The Red Krayola
Record review
Reviewed by Greg Beets, Fri., April 28, 2006

The Red Krayola
Introduction (Drag City)
Founded in Houston circa 1966, Mayo Thompson's Red Krayola has surfed the margins for 40 years, gingerly transiting through psychedelia, punk, and post-rock while maintaining consistent fealty to Thompson's sonic experimentalism. Though Introduction is riddled with more moments of pop-oriented melodic clarity than one might expect from the Red Krayola, Thompson almost always steers away from easy resolutions.

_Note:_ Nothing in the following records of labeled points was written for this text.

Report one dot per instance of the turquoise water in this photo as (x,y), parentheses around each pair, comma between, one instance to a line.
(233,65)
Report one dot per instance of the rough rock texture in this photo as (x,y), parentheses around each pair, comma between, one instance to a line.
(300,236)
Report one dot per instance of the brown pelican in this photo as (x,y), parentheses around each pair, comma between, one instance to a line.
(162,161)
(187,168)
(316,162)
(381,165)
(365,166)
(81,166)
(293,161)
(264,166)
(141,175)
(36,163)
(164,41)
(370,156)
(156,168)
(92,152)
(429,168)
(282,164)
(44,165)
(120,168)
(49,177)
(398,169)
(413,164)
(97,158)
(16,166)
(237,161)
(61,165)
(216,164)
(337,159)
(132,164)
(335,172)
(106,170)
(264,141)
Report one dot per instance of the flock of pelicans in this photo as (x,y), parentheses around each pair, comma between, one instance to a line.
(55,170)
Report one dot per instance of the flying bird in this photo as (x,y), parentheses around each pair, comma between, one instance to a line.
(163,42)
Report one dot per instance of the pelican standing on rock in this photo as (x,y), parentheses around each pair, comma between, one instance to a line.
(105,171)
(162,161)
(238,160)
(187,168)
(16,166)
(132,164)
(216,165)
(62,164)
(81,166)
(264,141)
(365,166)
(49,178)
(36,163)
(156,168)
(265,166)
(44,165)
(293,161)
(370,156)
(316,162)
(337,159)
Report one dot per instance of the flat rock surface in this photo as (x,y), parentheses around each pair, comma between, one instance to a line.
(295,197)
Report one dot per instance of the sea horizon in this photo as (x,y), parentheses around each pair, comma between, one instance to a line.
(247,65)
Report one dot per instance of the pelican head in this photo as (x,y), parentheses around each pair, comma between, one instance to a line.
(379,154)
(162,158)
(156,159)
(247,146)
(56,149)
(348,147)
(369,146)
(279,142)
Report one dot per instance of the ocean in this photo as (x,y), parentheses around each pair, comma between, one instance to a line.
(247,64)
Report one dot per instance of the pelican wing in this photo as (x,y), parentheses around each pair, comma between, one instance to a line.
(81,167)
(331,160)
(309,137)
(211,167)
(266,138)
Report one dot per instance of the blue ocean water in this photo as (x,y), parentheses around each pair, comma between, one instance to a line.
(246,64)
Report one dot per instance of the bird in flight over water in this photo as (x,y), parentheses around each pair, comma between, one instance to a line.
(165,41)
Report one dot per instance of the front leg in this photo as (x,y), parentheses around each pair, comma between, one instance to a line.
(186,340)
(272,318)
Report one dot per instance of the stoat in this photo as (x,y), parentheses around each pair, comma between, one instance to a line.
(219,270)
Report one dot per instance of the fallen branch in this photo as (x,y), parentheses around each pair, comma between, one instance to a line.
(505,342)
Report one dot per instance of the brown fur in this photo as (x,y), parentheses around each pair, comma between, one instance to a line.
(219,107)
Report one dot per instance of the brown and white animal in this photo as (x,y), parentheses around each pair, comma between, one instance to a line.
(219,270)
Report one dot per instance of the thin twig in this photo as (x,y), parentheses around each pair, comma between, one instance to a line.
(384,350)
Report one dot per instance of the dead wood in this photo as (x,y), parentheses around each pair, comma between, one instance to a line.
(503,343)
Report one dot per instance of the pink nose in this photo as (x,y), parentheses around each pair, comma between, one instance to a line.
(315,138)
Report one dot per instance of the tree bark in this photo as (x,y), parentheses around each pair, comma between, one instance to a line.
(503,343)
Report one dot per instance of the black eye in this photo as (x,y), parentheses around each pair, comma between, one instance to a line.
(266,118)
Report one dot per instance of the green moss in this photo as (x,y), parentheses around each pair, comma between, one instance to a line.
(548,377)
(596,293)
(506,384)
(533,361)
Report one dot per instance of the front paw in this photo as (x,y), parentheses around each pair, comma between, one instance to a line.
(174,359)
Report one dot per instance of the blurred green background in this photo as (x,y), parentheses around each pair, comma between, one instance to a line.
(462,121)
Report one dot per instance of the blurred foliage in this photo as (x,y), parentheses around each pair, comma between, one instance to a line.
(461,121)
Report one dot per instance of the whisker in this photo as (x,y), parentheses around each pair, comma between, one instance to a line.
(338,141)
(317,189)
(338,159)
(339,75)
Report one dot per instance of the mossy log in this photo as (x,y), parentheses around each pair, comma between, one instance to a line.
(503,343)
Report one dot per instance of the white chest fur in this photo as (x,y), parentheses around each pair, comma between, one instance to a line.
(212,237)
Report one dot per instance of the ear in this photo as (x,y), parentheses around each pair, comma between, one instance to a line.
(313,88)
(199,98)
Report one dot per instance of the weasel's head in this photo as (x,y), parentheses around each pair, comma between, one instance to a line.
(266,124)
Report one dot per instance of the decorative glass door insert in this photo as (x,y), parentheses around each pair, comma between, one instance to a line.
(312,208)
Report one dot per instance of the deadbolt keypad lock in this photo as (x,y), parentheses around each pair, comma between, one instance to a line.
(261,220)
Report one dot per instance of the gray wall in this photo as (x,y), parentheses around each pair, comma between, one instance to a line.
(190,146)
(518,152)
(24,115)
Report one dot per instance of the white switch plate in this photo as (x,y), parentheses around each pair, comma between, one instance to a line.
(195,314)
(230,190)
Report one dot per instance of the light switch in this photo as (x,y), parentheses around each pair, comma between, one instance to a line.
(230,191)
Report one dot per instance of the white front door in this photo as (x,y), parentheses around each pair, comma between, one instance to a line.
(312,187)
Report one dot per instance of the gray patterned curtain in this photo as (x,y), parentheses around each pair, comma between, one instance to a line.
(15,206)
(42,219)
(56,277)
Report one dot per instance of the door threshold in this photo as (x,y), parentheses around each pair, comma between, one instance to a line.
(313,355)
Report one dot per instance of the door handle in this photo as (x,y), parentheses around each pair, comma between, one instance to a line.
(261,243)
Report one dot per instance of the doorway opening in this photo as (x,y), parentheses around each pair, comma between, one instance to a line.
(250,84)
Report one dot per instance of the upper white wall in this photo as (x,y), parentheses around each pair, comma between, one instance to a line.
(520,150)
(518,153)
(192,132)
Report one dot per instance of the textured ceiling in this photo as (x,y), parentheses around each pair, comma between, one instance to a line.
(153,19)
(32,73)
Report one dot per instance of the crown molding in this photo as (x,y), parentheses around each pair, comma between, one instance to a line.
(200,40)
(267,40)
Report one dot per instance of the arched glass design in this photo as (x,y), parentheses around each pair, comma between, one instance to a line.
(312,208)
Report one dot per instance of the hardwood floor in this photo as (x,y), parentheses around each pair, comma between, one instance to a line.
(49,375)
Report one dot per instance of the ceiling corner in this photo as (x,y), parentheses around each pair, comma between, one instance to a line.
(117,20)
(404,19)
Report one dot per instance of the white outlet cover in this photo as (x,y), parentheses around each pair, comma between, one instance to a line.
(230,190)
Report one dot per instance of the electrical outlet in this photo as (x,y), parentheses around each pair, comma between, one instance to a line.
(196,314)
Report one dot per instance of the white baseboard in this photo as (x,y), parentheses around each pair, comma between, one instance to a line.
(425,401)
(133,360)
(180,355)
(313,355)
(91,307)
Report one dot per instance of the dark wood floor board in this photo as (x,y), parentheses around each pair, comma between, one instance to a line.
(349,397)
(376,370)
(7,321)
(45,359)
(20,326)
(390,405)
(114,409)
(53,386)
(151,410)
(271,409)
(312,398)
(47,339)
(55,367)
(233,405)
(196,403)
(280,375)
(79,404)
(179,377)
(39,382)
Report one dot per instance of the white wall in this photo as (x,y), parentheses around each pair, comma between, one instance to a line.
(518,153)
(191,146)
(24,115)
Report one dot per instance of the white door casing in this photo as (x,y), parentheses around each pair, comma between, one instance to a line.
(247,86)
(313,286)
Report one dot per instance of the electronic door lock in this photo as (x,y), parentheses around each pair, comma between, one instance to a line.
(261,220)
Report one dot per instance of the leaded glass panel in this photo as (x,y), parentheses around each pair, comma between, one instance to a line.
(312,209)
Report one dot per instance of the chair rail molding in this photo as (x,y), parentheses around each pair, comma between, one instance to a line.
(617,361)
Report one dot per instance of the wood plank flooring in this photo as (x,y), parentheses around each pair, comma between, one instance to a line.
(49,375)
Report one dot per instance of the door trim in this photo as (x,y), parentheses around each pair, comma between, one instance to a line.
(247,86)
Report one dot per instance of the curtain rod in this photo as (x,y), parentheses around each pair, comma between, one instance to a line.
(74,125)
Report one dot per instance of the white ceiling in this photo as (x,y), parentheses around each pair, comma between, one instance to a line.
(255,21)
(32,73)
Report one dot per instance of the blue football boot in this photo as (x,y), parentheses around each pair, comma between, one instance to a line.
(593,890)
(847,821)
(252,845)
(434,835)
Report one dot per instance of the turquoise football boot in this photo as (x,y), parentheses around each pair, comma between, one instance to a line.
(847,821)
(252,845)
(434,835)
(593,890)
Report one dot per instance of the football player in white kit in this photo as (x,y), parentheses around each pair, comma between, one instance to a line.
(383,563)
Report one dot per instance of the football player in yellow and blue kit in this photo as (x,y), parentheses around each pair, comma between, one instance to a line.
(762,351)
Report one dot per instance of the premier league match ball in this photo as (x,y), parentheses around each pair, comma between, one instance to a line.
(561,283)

Recorded by Tortoise/Gastr del Sol drummer John McEntire with a Chicago-centric cast of fellow travelers, the album is a highly eclectic glide through folk, blues, electronic, and post-punk. Thompson's stream-of-consciousness demands a steadfast willingness to meander, example one coming on "Breakout," his sparse blues variation on "Will the Circle Be Unbroken." Although the song starts to wooze out on the fumes of its own languor after five minutes, this helps make the lush piano pop proclivity of "Note to Selves" all the more effervescent. "Psy Ops" conjures up anxious tweak by crashing a Richard Hell-flavored guitar riff into Thompson's terse recital of psychoactive side effects. Although Introduction loses something in the murk following the Beefheart blues hypnosis of "Greasy Street," that challenge might be an invitation to stout-minded free-formers.